People have been drawn to the rugged coast of Maine throughout history. Awed by its' beauty and diversity, early 20th-century visionaries donated the land that became Acadia National Park. The park is home to many plants and animals, and the tallest mountain on the U.S. Atlantic coast. Today visitors come to Acadia to hike granite peaks, bike historic carriage roads, or relax and enjoy the scenery.
Acadia National Park encompasses over 47,000 acres of granite-domed mountains, woodlands, lakes and ponds, and ocean shoreline. Such diverse habitats create striking scenery and make the park a haven for wildlife and plants. Entwined with the natural diversity of Acadia is the story of people. Evidence suggests native people first lived here at least 5,000 years ago. Subsequent centuries brought explorers from far lands, settlers of European descent, and, arising directly from the beauty of the landscape, tourism and preservation. Attracted by the paintings and written works of the rusticators, artists who portrayed the beauty of Mount Desert Island in their works, the affluent of the turn of the century flocked to the area.
While the term "geologic formation" often conjures images of the spectacular arches and pinnacles of the western parks, many of Acadia's geologic features are subtle, but equally as impressive. Just as the sedimentary rock of the Grand Canyon was carved by the effects of millions of years of water and wind, ridges of granite were sculpted by glaciers measuring up to 9,000 feet thick, creating the landscape of Acadia that we see today. Evidence of the glaciers can be seen just about everywhere: broad U-shaped valleys hold lakes, glacial erratics dot the landscape, as do glacial erosional scars like chatter marks, striations, glacial polish, potholes, and kettle ponds.
Though they came in search of social and recreational activities, these early conservationists had much to do with preserving the landscape we know today.
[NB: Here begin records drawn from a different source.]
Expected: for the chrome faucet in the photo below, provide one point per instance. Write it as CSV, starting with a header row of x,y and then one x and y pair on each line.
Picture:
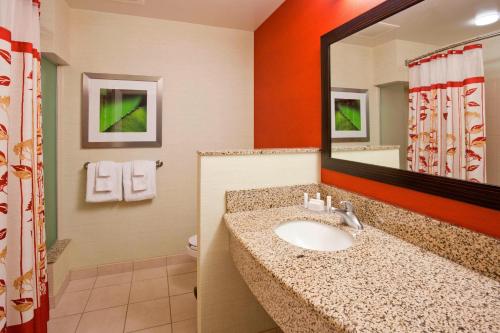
x,y
347,215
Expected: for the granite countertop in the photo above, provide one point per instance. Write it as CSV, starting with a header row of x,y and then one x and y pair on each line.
x,y
363,148
381,283
268,151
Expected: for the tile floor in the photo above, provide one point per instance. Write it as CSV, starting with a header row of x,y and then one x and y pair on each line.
x,y
151,300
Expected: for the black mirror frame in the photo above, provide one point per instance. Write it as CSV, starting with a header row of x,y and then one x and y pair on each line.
x,y
474,193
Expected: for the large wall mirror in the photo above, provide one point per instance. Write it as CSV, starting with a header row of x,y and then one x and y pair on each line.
x,y
411,97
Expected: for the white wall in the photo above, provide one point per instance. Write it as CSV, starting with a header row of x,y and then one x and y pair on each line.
x,y
225,304
207,103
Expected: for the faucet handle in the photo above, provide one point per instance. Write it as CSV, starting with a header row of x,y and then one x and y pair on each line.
x,y
347,205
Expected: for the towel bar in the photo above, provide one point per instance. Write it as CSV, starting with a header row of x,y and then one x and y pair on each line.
x,y
159,164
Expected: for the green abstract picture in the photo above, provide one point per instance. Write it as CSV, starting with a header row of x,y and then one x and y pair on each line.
x,y
347,114
123,110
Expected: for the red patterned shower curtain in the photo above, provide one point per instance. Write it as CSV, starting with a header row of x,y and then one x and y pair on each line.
x,y
23,275
447,134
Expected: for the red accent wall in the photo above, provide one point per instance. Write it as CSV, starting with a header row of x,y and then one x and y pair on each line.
x,y
288,103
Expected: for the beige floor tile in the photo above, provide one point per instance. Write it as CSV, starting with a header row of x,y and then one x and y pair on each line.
x,y
81,284
182,284
150,263
183,307
103,321
183,268
186,326
179,259
63,324
83,273
107,297
147,314
113,279
157,329
146,290
71,303
150,273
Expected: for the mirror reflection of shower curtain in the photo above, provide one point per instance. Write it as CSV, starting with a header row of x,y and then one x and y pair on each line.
x,y
446,127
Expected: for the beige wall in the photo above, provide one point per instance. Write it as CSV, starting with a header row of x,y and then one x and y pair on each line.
x,y
389,59
225,304
207,103
54,30
393,113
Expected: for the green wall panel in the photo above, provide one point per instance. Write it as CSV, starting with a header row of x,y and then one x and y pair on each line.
x,y
49,114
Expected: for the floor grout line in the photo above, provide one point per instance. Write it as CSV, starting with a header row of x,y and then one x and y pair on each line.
x,y
170,304
128,303
86,303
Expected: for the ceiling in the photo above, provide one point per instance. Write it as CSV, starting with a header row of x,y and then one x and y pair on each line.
x,y
236,14
436,22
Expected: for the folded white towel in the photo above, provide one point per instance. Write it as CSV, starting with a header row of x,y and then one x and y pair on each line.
x,y
105,168
149,178
115,179
140,167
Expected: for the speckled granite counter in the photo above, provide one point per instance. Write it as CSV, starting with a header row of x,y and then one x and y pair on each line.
x,y
270,151
362,148
380,284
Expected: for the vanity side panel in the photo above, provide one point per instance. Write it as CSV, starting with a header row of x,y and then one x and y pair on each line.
x,y
225,304
288,310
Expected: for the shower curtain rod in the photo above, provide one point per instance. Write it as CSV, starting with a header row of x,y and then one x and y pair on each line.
x,y
475,39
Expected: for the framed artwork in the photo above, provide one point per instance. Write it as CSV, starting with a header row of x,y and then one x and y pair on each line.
x,y
120,111
349,110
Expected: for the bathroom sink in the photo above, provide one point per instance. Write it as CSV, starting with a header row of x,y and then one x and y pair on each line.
x,y
314,236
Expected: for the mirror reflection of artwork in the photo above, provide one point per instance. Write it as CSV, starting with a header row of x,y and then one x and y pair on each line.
x,y
123,110
349,115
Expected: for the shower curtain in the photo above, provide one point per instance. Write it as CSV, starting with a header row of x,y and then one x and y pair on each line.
x,y
23,275
446,127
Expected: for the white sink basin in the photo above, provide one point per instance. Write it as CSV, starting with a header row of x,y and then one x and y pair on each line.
x,y
314,236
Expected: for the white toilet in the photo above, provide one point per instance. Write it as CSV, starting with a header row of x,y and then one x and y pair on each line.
x,y
192,246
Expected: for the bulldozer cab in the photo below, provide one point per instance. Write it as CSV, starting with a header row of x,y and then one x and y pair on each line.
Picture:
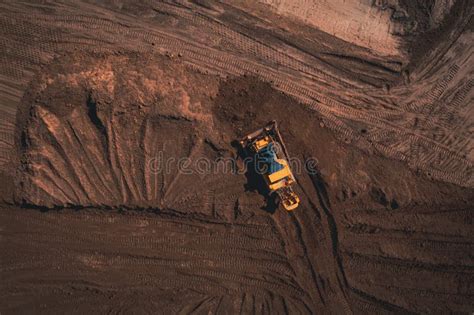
x,y
271,162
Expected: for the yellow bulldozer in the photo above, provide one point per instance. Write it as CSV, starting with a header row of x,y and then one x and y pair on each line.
x,y
272,162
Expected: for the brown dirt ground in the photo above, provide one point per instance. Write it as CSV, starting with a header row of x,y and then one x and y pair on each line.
x,y
104,234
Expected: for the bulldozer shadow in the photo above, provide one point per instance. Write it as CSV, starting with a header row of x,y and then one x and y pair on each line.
x,y
255,181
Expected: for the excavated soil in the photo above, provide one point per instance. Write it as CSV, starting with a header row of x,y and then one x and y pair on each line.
x,y
123,189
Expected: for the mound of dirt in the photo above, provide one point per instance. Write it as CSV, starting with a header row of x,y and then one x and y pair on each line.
x,y
369,235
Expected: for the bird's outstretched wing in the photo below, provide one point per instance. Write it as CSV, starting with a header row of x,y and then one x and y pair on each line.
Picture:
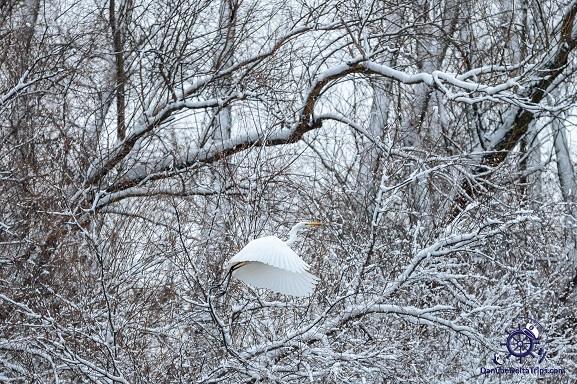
x,y
272,251
261,275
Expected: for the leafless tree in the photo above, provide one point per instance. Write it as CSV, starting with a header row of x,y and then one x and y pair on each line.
x,y
144,143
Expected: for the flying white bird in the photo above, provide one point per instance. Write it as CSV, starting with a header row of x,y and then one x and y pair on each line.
x,y
268,262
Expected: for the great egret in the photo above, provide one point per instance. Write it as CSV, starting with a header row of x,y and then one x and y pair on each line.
x,y
268,262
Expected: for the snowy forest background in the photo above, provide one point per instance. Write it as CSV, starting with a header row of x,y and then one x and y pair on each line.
x,y
143,143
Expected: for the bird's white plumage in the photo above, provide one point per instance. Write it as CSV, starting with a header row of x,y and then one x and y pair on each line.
x,y
262,275
272,251
270,263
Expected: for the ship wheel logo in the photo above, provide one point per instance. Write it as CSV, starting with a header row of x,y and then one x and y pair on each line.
x,y
527,340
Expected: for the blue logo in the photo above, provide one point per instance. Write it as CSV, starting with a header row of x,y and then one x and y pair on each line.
x,y
527,340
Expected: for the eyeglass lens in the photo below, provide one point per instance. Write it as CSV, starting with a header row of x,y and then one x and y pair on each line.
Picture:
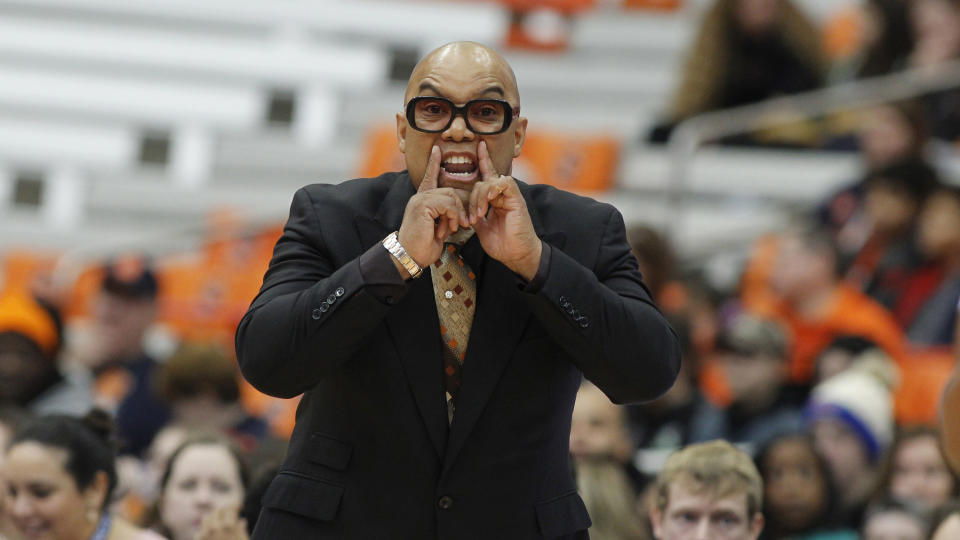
x,y
482,116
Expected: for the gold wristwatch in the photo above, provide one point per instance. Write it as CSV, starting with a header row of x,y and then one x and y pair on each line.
x,y
392,243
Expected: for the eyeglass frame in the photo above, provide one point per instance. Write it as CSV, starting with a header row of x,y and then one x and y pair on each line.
x,y
511,113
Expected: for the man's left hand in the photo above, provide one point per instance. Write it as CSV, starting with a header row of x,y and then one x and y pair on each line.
x,y
500,218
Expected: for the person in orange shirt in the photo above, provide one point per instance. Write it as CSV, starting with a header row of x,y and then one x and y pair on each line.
x,y
950,412
815,306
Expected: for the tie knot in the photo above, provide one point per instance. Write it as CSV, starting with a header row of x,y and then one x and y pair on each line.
x,y
460,237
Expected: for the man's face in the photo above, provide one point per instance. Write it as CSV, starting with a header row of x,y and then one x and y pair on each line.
x,y
460,73
696,515
121,324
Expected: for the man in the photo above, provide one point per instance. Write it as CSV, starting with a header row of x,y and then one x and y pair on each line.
x,y
406,429
124,309
707,491
30,378
753,355
950,409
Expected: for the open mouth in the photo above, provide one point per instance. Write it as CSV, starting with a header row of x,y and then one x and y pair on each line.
x,y
460,167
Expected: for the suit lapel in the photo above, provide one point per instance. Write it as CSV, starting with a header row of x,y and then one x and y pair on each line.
x,y
498,326
413,323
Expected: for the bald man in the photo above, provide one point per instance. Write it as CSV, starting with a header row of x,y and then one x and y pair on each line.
x,y
438,321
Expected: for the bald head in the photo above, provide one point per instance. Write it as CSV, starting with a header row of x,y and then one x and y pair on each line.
x,y
461,73
471,60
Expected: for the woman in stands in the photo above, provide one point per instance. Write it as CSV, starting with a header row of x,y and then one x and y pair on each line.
x,y
202,490
799,500
916,470
747,51
60,473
George B. Dorr, the parks first superintendent, came from this social strata. He devoted 43 years of his life, energy, and family fortune to preserving the Acadia landscape. Thanks to the foresight of Dorr and others like him, Acadia became the first national park established east of the Mississippi. Today the park offers scientific, educational, and recreational activities unparalleled along the east coast. Hike to the top of Cadillac Mountain to enjoy a spectacular sunrise over Frenchmans Bay or explore some of the quieter, more secluded mountain paths. Bike over 40 miles of the tree-lined carriage roads that wind over hillsides and near glassy lakes. Join a ranger to experience Acadias resources first-hand. Or just admire the views and let yourself unwind, knowing you are taking part in a long-standing tradition.
The ocean thundering against the rocky shore, the tang of salt on the sea breeze, the clang of bell buoys off shore, and gulls circling above the waves... For many who visit here, this shoreline scene is the quintessential image of Acadia National Park. The shoreline is a work in progress, constantly being shaped and reshaped by waves and wind and storms. Slowly the ocean works away at the hard edges of the island, carving sea stacks and leaving pockets of beaches filled with surf-rounded cobblestones. Amid all the cracks and crags and bold cliffs of the Acadian shoreline, nestles one sandy beach.
Peregrines nested on Mount Desert Island at least as long ago as 1936. The last known nesting pair was reported in 1956. From 1984 until 1986, 22 peregrine chicks were successfully hatched in Acadia National Park from a high cliff face overlooking Jordan Pond. Adult peregrines often return to areas near their original hack sites, which was the case at Acadia. When an adult peregrine returned to the site in 1987, the park discontinued the hacking program for fear that this adult would prey upon any released chicks.